There are examples of slowly and rapidly progressive diseases affecting all organ systems and parts of the body. The following are some examples of rapidly and slowly progressive diseases affecting various organ systems:
- Brain: Creutzfeldt–Jakob disease progresses rapidly compared to Alzheimer's disease.
- Eyes: Cataracts can be static or slowly progressive.

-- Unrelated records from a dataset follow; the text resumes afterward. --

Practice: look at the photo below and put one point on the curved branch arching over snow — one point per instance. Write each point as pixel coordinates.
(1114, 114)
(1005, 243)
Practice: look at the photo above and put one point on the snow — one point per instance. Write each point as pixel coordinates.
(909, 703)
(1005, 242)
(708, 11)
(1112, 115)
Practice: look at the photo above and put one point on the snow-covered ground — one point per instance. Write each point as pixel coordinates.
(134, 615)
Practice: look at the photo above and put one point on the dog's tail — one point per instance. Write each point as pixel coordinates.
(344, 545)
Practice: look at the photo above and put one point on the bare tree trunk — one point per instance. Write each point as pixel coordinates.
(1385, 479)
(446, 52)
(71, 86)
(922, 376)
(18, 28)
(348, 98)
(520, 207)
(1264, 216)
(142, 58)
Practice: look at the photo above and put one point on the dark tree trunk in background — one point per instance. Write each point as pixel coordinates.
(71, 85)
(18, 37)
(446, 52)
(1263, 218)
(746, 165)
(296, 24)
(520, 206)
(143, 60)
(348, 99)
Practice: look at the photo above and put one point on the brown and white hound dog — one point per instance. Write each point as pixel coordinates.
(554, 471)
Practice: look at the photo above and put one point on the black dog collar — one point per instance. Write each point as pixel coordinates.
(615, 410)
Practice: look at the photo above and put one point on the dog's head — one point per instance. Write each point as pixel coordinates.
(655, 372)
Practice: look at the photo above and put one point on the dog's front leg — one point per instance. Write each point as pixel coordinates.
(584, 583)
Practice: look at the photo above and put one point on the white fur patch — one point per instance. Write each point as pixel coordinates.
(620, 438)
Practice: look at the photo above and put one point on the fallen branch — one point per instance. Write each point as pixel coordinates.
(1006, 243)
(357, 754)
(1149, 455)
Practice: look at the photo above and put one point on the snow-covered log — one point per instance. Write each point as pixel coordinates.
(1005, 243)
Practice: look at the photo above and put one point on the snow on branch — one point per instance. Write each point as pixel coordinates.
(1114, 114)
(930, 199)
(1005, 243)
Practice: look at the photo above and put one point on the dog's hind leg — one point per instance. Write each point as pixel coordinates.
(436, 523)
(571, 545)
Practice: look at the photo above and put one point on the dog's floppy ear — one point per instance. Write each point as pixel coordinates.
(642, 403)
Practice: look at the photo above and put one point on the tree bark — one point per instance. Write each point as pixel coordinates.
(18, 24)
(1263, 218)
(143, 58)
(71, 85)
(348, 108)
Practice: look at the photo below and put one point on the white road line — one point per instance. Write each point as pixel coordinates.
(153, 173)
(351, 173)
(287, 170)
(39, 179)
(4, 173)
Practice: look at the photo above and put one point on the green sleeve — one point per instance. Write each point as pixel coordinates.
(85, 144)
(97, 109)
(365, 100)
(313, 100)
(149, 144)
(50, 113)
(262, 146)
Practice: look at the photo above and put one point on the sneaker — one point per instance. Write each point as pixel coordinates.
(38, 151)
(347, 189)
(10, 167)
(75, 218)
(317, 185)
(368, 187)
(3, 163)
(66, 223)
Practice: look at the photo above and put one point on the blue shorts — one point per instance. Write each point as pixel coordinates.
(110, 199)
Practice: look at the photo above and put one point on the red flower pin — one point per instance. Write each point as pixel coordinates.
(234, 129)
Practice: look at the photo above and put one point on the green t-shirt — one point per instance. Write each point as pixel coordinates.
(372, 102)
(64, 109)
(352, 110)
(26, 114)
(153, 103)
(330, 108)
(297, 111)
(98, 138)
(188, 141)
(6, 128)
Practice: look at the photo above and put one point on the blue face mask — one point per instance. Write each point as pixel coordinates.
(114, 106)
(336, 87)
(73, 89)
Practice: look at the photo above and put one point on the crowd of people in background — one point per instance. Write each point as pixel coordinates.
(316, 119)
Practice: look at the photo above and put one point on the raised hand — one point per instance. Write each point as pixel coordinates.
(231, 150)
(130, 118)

Macular degeneration is slowly progressive, while retinal detachment is rapidly progressive.
- Lungs: Emphysema due to alpha-1 antitrypsin deficiency is a slowly progressive pulmonary disease.
- Kidneys: Goodpasture's syndrome is a rapidly progressive glomerulonephritis, while diabetic glomerulosclerosis is slowly progressive.
- Pancreas: Type 1 diabetes mellitus involves rapidly progressive loss of insulin secretory capacity compared to type 2 diabetes mellitus, in which the loss of insulin secretion is slowly progressive over many years. MODY 2, due to GCK mutation, is a relatively static form of reduced insulin secretion.
- Joints: Both osteoarthritis and rheumatoid arthritis are slowly progressive forms of arthritis.
- Nerves: Essential tremor is a slowly progressive neurological disorder which is usually genetically passed down.